Recipe by FloridaNative
Three rich and luscious fruits flavor a soft, mellow cheese blend that is rolled in toasted almonds. From "Christmas Cooking From the Heart by BHG". Chill time is not included in prep or cook time.
Top Review by Sydney Mike
I tripled this recipe since I wanted enough logs to add to 6 holiday gift bags I'm assembling, & these should make a very nice addition to all that's going into each bag, at least that's what my own little taste test told me! Assembling all these great ingredients was easy & enjoyable! Thanks for a very tasty keeper! [Tagged, made & reviewed in Every Day Is a Holiday]
- 1⁄2 cup snipped dried apricot
- 1⁄3 cup snipped golden raisin
- 1⁄4 cup snipped pitted dates
- 2 cups shredded monterey jack cheese
- 4 ounces cream cheese
- 2 tablespoons orange juice
- 1⁄4 teaspoon salt
- 1⁄2 cup chopped almonds, toasted
- whole grain cracker
- apple, slices
Directions See How It's Made
- In a small bowl soak apricots, raisins, and dates in enough hot water to cover for about 30 minutes or until softened. Drain well; set aside.

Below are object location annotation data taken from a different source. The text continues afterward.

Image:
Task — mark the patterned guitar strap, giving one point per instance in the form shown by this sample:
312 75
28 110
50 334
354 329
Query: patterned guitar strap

- Meanwhile, place Monterey Jack cheese and cream cheese in a medium mixing bowl. Let stand at room temperature for 30 minutes.
- Add orange juice to cheeses in bowl. Beat with an electric mixer until well combined.
- Stir in drained apricots, raisins, dates, and salt.
- Divide mixture in half.
- Shape one portion of the cheese mixture into a log about 5 inches long. Repeat with remaining cheese mixture.
- Cover (with wax paper or plastic wrap) and chill logs for 4 to 24 hours.
- Before serving, roll each log in toasted almonds.
- Serve with assorted crackers and/or apple slices.
- NOTE: TO TOAST ALMONDS.
- Spread nuts in a single layer in a shallow baking pan.
- Bake in a preheated 350 degree F oven for 5 to 10 minutes or until pieces are golden brown, stirring once or twice.
- Cool completely.
- Store in airtight container for up to 4 weeks.